Krisen sind nicht mit einfachen Lösungen zu überwinden

Vor einer Woche sind rund 400 Menschen in Marbach auf die Straße gegangen – für Demokratie und Vielfalt. Foto: avanti/Ralf Poller

Christinnen und Christen seien auch Bürgerinnen und Bürger und würden somit Verantwortung für das Gemeinwohl tragen, so der Warnruf der Kirchengemeinderäte in einem Flyer. Und die Barmherzigkeit Gottes gelte gerade auch den Randgruppen der Gesellschaft. Ein Blick in die Geschichte zeige, dass bereits 1933 viele Menschen dem Irrtum erlagen, Krisen könnten mit einfachen Lösungen behoben werden. „Zu spät erkannten auch Christinnen und Christen die schrecklichen Folgen dieses Trugschlusses und das damit verbundene Unheil“, ist im Flyer zu lesen.

Die Kirchengemeinde im Marbacher Stadtteil steht nicht alleine da. Die Kirchen im Landkreis Ludwigsburg schließen sich einer bundesweiten Kampagne zur Bundestagswahl an. Unter dem Motto „Für alle. Mit Herz und Verstand!“ rufen sie dazu auf, vom Wahlrecht Gebrauch zu machen und sich bei der Wahlentscheidung am 23. Februar an den Grundwerten „Menschenwürde, Nächstenliebe und Zusammenhalt“ zu orientieren. Mit ihrer Unterstützung der Kampagne wollen die katholischen und evangelischen Kirchen im Kreis „gegen die ständig steigende Zahl an rechtsextremistischen Straftaten, antisemitischen Vorfällen, Hass und Hetze in der Öffentlichkeit ein Gegengewicht setzen“, heißt es in einer Pressemitteilung.
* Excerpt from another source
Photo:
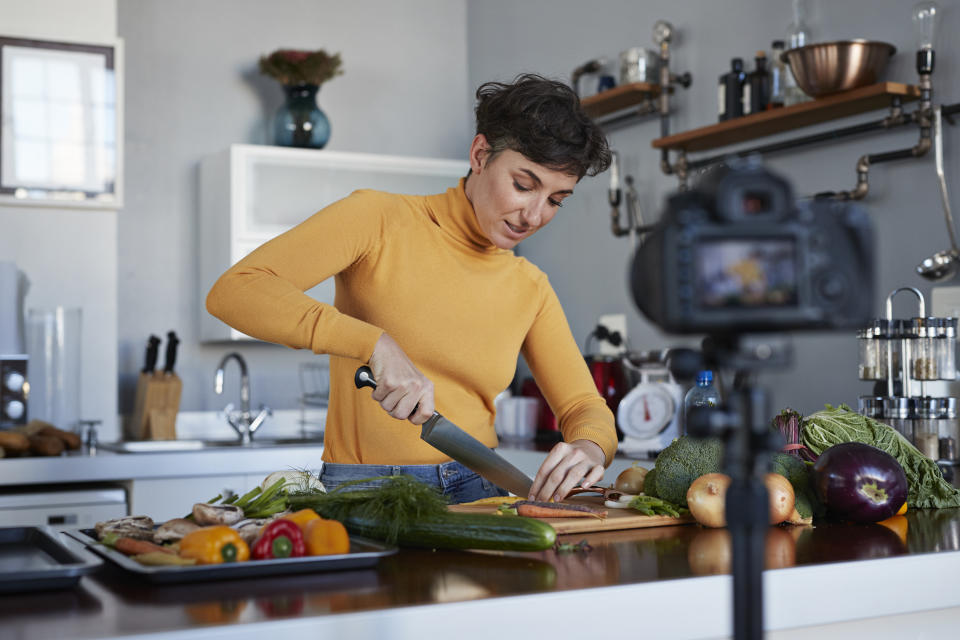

Kirchenbezirke unterstützen bundesweite Kampagne

Den ökumenischen Wahlaufruf haben die katholischen und evangelischen Kirchenbezirke im Landkreis Ludwigsburg beschlossen: das katholische Dekanat im Landkreis Ludwigsburg sowie die evangelischen Kirchenbezirke Ludwigsburg, Marbach, Vaihingen/Ditzingen und Besigheim. Sie schließen sich damit der Evangelischen Landeskirche und der katholischen Diözese Rottenburg-Stuttgart an, die ebenfalls der Kampagne beigetreten sind.

„Der Leidensdruck ist einfach zu groß. Wir müssen etwas tun. Die AfD zeigt Gesicht und wir als Kirche müssen auch Gesicht zeigen“, sagt Karin Schweikert und verweist in diesem Zusammenhang auf die Haltung des Landesbischofs der Evangelischen Landeskirche in Württemberg, Ernst-Wilhelm Gohl. Der hatte in der Vergangenheit immer wieder klar Stellung gegen Rechtsextremismus bezogen und sich klar gegen die AfD positioniert. Wer die Menschenwürde derart mit den Füßen trete, wie es die AfD tue, sei für Christinnen und Christen nicht wählbar, so Gohl.